Species: Paranthropus robustus
The above classification was taken from ‘Human evolution: taxonomy and paleobiology.’ Wood, B.A. and Richmond, B. J. Anat., 97: 19-60. and is used, more or less, in the second edition of Conroy’s Reconstructing Human Origins. There are other classifications out there, each with their own advocates, but I kind of like this one. The more I think about it the more it grows on me (although I should point out that taxonomy isn’t something I have spent a lot of time learning about – I keep meaning to change that but never seem to have the time). I will also point out that I am still on the fence about the whole Paranthropus thing.

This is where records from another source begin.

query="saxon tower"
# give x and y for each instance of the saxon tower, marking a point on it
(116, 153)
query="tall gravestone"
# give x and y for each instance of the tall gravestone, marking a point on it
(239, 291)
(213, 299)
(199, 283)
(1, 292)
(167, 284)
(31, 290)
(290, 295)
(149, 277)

Paranthropus robustus (SK-48 is pictured left) dates to between 2-1 MYA and are found at Kromdraai, Swartkrans, Drimolen, and Gondolin. Endocranial capacity averages around 450 cc. Body weight estimates range from 30 kg in female to 40-60 in males (these estimates were based on the diameter of the femoral head). The cranial vault is thin walled and has well developed sagittal and nuchal crests. The forehead doesn’t rise much above the orbits and the browridges are prominent. The midfacial and jaw regions show a number of traits, such as the anterior pillars, related to the large masticatory system. Dentally, the posterior cheek teeth are large and low cusped and the anterior teeth are reduced. There is a high incidence of anterior crowding, something seen in Homo sapiens for different reasons, and the canine are reduced. The enamel on the molars is thick. The mandible is large as it houses the large molars and provides attachment areas for the masticatory muscles (as do the sagittal and nuchal crests). Postcranially, Paranthropus robustus displays traits that are more human-like than ape-like, they walked bipedally, for example. Finally, there is some evidence that Paranthropus robustus was a tool user. Some artifacts have all the hallmarks of being used for termite fishing.
Eurydice, skull top, and Orpheus, mandible bottom.
As you may have guessed, I chose Paranthropus robustus for this week’s “Know Your Primate” because of the recent Science article. Greg Laden has an excellent post on the subject and since I largely agree with it I won’t comment further. Well, strike that, one of the things that is getting some play in the news is the way the number of fossils we have changes the questions we can address. In this case because the researchers used about 35 specimens they were able to ask some pretty sophisticated questions about the variability displayed by Paranthropus robustus.
Although I will say that the paper in question is a good example of why I mention the sex of animals that are forced to leave the group and talk about the groups composition of each species in this series.
DNH 7, SK 48, SK 12, and SKW 12 (from left to right)
Update 1: Sorry, my brain was elsewhere and I left the last sentence half finished. That has been corrected.